(Sutardji) Lahir di Rengat, Riau, pada tanggal 24 Juni 1941, beliau dianggap sebagai salah satu pelpor Angkatan 66 dan Presiden Penyair Indonesia. Beliau terkenal dengan puisinya yang eksperimental, imajinatif, dan penuh metafora, dan seringkali memecah struktur dan aturan tata bahasa tradisional. Beliau meninggal dunia pada tanggal 17 Juli 2020, meninggalkan warisan yang kaya dalam dunia sastra Indonesia. Karyanya terus dibaca dan dipelajari oleh generasi baru penyair dan pecinta sastra dan akan selalu dikenang sebagai salah satu maestro puisi Indonesia. (Hlm: 436)
Beberapa hari ini sempat heboh terkait isi dari buku Panduan Penggunaan Rekomendasi Buku Sastra untuk SD/MI, SMP/MTs, dan SMA/MA yang disebut tidak adil dalam memasukkan buku-buku rekomendasi. Buku dari Program “Sastra Masuk Kurikulum”, turunan dari Episode Merdeka Belajar ke-15 yang digagas oleh Kementerian Pendidikan, Kebudayaan, Riset, dan Teknologi RI ini, yang seharusnya menjadi angin segar dalam pengenalan sastra yang lebih luas untuk anak-anak sekolah, berbuntut panjang. Beberapa orang berpikir, program ini seakan tidak ada bedanya dengan program lain yang hanya diisi oleh orang-orang mereka sendiri, sebagai bagaian kanonisasi yang dianggap subyektif.

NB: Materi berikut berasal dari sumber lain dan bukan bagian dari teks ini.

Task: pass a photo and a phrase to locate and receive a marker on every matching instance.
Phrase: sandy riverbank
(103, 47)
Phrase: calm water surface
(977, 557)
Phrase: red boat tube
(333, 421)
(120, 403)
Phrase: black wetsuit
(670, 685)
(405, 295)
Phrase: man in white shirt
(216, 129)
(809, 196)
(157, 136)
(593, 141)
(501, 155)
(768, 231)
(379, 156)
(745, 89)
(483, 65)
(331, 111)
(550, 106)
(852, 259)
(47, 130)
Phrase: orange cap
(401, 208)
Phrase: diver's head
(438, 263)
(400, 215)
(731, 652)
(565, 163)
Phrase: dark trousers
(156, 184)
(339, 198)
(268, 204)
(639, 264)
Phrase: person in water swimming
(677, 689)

Iyut Fitra misalnya, ia sangat menyayangkan cara penyusunan dari buku tersebut yang hanya memasukkan nama-nama tertentu tanpa mempertimbangkan mama lain yang seharusnya juga sangat layak masuk, sebagaimana bukunya sendiri.
“Tahun 2020 buku puisi saya “Lelaki dan Tangkai Sapu” mendapatkan penghargaan sastra dari Badan Bahasa Kemendikbud RI. Waktu itu jurinya Abdul Hadi WM, Eka Budianta, Joko Pinurbo. Tahun 2019 buku puisi saya yang berjudul “Mencari Jalan Mendaki” dapat penghargsan dari Perpusnas RI, jurinya Maman S. Mahayana dkk., tapi ketika ada program sastra masuk kurikulum buku tersebut tidak direkomendasikan. Apakah juri atau penghargaan tersebut tidak diakui?” sesalnya pada sebuah postingan Facebook–di beranda Facebook sendiri, Selasa (21/05/2024).

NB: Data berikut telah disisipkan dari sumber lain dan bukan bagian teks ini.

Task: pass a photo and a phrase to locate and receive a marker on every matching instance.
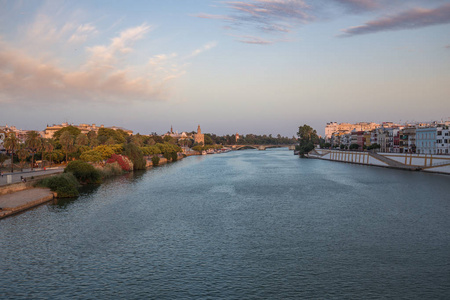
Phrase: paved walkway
(28, 174)
(23, 200)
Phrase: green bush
(65, 185)
(112, 169)
(174, 156)
(83, 172)
(136, 156)
(155, 160)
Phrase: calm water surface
(242, 225)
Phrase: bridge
(259, 147)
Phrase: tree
(66, 140)
(22, 154)
(91, 156)
(11, 144)
(81, 140)
(3, 158)
(92, 137)
(306, 134)
(136, 156)
(110, 141)
(307, 137)
(33, 143)
(48, 147)
(72, 130)
(119, 135)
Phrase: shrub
(174, 156)
(136, 156)
(124, 163)
(112, 169)
(91, 156)
(83, 172)
(155, 160)
(65, 185)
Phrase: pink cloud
(24, 76)
(411, 19)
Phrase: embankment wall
(423, 162)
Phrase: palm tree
(22, 154)
(11, 144)
(49, 147)
(66, 140)
(33, 143)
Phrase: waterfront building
(442, 139)
(366, 139)
(85, 128)
(2, 139)
(199, 138)
(383, 137)
(21, 134)
(332, 127)
(426, 140)
(407, 137)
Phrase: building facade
(199, 138)
(426, 140)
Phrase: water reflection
(240, 225)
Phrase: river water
(241, 225)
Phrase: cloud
(360, 5)
(268, 16)
(102, 77)
(216, 17)
(82, 33)
(410, 19)
(204, 48)
(255, 40)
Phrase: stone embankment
(22, 200)
(406, 161)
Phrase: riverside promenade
(27, 174)
(17, 196)
(431, 163)
(22, 200)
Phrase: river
(241, 225)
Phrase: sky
(253, 66)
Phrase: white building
(426, 140)
(442, 140)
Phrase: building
(85, 128)
(407, 137)
(2, 139)
(21, 134)
(332, 127)
(426, 140)
(442, 139)
(199, 138)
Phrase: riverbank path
(16, 176)
(23, 200)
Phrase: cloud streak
(268, 16)
(204, 48)
(103, 76)
(411, 19)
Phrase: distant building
(85, 128)
(426, 140)
(2, 139)
(199, 138)
(443, 139)
(333, 127)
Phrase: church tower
(199, 138)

Kekecawaan Iyut Fitra sangat wajar. Bagaimana tidak, jika buku panduan ini dibuat dan disusun oleh Kemendikbud RI sendiri, tetapi dalam penyusunannya, tidak memasukkan buku yang pernah juara dalam event atau penghargaan yang mereka buat sendiri. Ini terasa aneh bin ajaib. Orang bisa mendunga-duga, ada apa gerangan? Apakah mereka tidak percaya pada hasil penghargaan yang mereka buat sendiri, atau ada alasan lain?
Maman S Mahayana dalam postingan Facebooknya, Rabu (22/05/2024) turut menanyakan konsep penyusunan dari buku paduan tersebut.

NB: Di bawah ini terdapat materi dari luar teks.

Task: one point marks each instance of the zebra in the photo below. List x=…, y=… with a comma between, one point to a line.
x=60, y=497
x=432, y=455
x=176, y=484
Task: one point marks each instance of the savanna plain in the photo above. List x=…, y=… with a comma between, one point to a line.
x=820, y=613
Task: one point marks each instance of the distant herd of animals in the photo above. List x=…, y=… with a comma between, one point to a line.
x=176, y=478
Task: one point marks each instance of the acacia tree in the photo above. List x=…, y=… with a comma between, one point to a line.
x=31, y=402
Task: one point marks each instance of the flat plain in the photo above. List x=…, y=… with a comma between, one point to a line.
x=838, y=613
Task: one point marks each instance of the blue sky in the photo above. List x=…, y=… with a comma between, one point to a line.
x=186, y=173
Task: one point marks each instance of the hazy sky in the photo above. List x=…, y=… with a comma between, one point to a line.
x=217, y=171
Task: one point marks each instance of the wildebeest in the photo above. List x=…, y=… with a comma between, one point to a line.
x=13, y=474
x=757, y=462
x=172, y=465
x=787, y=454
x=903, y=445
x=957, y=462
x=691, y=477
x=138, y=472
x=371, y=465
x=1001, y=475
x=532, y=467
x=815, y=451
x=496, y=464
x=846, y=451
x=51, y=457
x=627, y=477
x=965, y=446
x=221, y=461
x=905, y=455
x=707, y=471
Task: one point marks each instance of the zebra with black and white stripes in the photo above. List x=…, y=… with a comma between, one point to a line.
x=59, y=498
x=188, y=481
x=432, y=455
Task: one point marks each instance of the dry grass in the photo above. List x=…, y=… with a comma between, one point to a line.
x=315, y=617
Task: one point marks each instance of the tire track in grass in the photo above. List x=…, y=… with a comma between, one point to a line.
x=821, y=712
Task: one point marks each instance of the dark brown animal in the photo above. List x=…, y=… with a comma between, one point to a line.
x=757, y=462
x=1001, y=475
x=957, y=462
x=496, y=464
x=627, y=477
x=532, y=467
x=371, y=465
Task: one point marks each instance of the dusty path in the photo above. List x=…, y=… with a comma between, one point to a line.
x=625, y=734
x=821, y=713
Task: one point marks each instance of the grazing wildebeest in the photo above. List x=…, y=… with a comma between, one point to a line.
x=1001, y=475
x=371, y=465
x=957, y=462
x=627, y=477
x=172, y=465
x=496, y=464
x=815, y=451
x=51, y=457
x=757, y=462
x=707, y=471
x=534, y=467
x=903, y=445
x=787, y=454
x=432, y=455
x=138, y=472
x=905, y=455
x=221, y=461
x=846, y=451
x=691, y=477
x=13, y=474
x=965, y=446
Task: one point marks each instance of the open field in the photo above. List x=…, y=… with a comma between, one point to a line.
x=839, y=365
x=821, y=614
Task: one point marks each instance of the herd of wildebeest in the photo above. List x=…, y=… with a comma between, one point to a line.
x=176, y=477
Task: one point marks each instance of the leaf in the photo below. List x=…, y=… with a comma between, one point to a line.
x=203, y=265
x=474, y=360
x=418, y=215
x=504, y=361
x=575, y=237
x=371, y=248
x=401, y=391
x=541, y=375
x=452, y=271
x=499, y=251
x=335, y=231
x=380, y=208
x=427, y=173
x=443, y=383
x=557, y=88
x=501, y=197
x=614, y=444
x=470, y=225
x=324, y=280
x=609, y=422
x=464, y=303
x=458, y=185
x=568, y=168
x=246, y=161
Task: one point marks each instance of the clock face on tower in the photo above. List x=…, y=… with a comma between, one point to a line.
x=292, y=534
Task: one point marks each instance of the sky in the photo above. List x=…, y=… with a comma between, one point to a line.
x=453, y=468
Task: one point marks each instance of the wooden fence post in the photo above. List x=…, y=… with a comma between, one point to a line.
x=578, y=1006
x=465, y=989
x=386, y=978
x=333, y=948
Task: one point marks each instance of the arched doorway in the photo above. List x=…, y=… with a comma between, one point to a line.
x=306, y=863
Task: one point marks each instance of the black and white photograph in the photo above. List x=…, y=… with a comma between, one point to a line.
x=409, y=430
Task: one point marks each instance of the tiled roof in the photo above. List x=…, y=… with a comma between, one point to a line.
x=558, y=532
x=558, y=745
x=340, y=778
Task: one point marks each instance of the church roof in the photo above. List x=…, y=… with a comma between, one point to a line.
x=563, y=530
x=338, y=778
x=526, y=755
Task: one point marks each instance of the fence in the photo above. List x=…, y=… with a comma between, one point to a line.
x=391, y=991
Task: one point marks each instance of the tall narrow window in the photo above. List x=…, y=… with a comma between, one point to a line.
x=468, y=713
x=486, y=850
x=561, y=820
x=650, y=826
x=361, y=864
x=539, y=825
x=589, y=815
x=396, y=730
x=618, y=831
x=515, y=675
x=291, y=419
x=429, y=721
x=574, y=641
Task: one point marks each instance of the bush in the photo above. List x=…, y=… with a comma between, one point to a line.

“Dalam pemilihan buku sastra itu, ada kriteria penilaian dan argumen yang mendasarinya. Ketika kumpulan puisi J.E. Tatengkeng atau Amir Hamzah dipilih untuk bahan penunjang, pelengkap atau pengembang pengajaran (sastra) di sekolah dasar, pertanyaannya: sesuai nggak dengan tingkat keterbacaan, keterpahaman, dan kesesuaian wawasan atau pengetahuan siswa SD? Sebagian besar guru sastra (di SD, SMP, SMA) saja banyak yang nggak mudeng, gimana nasib para siswanya? Misalnya lagi, novel Stasiun, Putu Wijaya yang peristiwanya dikembangkan lewat pikiran tokoh-tokohnya yang lalu dikenal sebagai teknik arus kesadaran (stream of consciousness), bagaimana menjelaskannya berkaitan dengan alur cerita jungkir balik yang menghancurkan logika formal dan hubungan sebab-akibat?” tanyanya
Kemudian lanjutnya, “Saya kutip keterangan yang disampaikan di halaman 618 buku panduan: “Novel –Stasiun—yang memenangkan sayembara penulisan roman Dewan Kesenian Jakarta tahun 1975 ini plot cerita yang utuh, alur yang tegas, karakter atau penokohan yang subtil dan konsisten.” Plot cerita yang utuh itu yang gimana? Alur yang tegas itu yang kayak apa? Memangnya, plot dan alur itu makhluk yang berbeda? Lalu, apa pula maksud penokohan yang subtil dan konsisten? Jadi, pilihan buku apa pun, silakan! Tapi tolong, penjelasan tentang buku itu jangan ngawur bin kacauw alias jangan asal jeplak!”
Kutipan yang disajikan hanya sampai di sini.